Despite reporting an impressive subscriber count of 270 million worldwide—a key metric for the streaming giant—the company stated that it would cease regular reporting of these numbers starting in 2025, opting instead to focus on engagement metrics. This shift, coupled with a revenue forecast for Q2 that fell short of analyst expectations, contributed to a 5% drop in stock price to $580.02 per share as of 7:41 pm ET.
For Q1 2024, Netflix reported a 15% increase in sales, reaching $9.3 billion, compared to $8.1 billion in the same period last year. This figure slightly exceeded the $9.2 billion anticipated by analysts. Operating income for the quarter rose dramatically by 54% to $2.6 billion, with operating margins expanding by seven percentage points to 28%. Earnings per share (EPS) also saw a significant boost, coming in at $5.28 compared to the expected $4.53, marking a 16.66% surprise rate over forecasts.
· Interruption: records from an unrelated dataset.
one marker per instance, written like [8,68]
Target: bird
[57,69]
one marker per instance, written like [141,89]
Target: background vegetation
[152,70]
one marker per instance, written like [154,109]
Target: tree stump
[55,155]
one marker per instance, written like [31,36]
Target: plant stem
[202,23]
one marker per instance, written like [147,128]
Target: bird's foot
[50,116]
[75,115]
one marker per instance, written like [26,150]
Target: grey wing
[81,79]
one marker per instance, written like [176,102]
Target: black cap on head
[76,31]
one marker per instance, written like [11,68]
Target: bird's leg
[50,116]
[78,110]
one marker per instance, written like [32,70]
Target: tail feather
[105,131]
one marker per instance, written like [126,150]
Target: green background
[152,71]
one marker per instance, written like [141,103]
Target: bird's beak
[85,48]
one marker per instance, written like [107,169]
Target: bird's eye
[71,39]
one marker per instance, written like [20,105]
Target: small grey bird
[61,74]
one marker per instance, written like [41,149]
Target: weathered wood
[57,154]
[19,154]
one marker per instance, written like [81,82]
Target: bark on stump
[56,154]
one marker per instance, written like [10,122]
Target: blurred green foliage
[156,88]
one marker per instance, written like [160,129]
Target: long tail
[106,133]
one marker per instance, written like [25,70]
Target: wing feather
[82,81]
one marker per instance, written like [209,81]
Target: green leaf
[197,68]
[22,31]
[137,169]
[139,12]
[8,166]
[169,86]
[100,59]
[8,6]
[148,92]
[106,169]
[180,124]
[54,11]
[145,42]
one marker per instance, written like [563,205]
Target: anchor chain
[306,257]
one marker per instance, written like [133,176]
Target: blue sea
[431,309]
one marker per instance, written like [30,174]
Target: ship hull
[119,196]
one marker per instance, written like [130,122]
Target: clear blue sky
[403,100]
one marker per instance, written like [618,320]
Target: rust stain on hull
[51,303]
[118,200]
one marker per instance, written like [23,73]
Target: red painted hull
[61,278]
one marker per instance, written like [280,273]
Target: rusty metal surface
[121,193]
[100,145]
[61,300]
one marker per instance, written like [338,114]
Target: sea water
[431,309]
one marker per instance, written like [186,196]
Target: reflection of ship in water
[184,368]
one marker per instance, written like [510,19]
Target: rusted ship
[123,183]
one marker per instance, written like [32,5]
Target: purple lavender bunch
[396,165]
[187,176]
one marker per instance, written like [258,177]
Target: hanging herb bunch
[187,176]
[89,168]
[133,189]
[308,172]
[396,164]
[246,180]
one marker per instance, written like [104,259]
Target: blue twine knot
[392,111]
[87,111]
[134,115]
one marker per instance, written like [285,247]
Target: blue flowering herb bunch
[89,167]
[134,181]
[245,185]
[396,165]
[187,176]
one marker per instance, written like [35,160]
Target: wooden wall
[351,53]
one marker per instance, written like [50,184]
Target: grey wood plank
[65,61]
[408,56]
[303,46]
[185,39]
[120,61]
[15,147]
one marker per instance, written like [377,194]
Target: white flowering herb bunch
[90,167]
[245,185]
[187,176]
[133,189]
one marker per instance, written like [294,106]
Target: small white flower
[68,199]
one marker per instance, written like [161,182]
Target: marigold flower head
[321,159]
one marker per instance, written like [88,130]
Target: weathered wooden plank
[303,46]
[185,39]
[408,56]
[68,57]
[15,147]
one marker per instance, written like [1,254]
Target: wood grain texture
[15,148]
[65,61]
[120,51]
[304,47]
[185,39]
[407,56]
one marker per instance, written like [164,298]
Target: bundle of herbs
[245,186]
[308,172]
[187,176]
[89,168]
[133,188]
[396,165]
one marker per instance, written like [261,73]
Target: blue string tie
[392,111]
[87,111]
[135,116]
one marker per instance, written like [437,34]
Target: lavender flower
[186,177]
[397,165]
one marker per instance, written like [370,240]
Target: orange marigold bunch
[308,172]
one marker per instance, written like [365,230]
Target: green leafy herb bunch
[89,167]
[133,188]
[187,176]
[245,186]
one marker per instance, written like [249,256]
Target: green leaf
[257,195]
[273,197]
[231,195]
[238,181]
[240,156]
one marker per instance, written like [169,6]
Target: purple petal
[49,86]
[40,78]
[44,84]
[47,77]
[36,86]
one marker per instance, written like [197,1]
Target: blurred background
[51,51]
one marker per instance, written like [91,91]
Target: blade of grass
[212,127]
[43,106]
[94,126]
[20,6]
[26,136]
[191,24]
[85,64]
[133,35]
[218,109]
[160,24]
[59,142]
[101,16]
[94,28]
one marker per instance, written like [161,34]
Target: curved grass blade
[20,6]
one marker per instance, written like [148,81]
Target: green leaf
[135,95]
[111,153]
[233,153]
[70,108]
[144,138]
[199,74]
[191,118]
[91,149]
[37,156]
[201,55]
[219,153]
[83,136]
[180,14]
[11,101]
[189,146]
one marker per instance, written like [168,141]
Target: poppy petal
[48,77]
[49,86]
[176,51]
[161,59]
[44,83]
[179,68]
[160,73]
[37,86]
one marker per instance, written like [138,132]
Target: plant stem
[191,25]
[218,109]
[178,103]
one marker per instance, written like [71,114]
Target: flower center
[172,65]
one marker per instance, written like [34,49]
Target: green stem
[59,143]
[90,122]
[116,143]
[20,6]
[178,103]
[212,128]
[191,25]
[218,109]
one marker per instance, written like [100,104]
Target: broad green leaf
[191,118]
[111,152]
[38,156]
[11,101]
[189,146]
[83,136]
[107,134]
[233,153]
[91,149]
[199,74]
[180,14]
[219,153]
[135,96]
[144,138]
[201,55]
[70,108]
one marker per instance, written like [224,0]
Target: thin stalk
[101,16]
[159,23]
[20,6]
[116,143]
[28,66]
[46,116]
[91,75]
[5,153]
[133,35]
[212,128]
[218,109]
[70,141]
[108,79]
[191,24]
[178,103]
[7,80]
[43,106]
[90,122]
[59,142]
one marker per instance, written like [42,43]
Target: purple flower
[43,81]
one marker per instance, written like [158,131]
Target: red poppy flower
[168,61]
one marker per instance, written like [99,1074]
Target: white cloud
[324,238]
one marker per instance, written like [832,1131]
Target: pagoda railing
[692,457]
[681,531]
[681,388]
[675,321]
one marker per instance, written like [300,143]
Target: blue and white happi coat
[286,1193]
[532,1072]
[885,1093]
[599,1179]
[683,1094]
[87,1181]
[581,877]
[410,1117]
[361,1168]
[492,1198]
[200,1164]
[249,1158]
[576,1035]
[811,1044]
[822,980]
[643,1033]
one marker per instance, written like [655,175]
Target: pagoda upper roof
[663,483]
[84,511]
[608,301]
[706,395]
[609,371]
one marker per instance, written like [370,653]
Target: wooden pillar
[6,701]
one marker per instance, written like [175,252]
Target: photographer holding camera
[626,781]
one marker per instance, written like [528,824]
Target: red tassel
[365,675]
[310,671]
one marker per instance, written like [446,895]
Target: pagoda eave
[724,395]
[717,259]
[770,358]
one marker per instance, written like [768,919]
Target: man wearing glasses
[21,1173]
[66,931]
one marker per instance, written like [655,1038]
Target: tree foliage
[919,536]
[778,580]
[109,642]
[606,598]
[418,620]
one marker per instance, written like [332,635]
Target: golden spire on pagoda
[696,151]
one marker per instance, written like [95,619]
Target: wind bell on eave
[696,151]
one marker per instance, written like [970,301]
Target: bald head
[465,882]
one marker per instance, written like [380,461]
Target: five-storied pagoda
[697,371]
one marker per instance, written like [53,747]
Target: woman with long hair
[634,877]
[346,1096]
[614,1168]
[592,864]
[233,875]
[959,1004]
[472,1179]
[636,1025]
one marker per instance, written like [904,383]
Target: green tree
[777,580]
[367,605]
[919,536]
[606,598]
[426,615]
The company’s cash generation from operating activities stood at $2.2 billion for the quarter, accounting for over 94% of net income. In addition, Netflix repurchased 3.6 million shares for $2 billion during the quarter.
Looking forward, Netflix aims to bolster its growth through enhancements to its content catalog and by accelerating the availability of TV shows, games, and live programs. The company is also focusing on scaling its advertising operations, which saw modest growth of 1% on a reported basis and 4% on a currency-neutral basis in the first quarter.
Netflix’s competitive advantages include its superior recommendation algorithm, broad international presence across over 190 countries, and a deeply engaged community that enjoys its original films and series. These strengths are pivotal as Netflix faces increased competition and currency fluctuations that may impact future growth.
For 2024, Netflix forecasts revenue growth between 13% and 15%, with an operating margin target of 25%, revised up from the initial 24%. Strategic priorities include improving service quality to enhance user engagement and value, expanding its paid-sharing functionality, launching new advertising offerings, and achieving sustainable revenue growth.
As the streaming landscape continues to evolve with formidable competitors like Disney+ and Amazon Prime, Netflix’s adaptations and strategic shifts will be crucial to maintaining its market leadership and meeting the high expectations set by its valuation.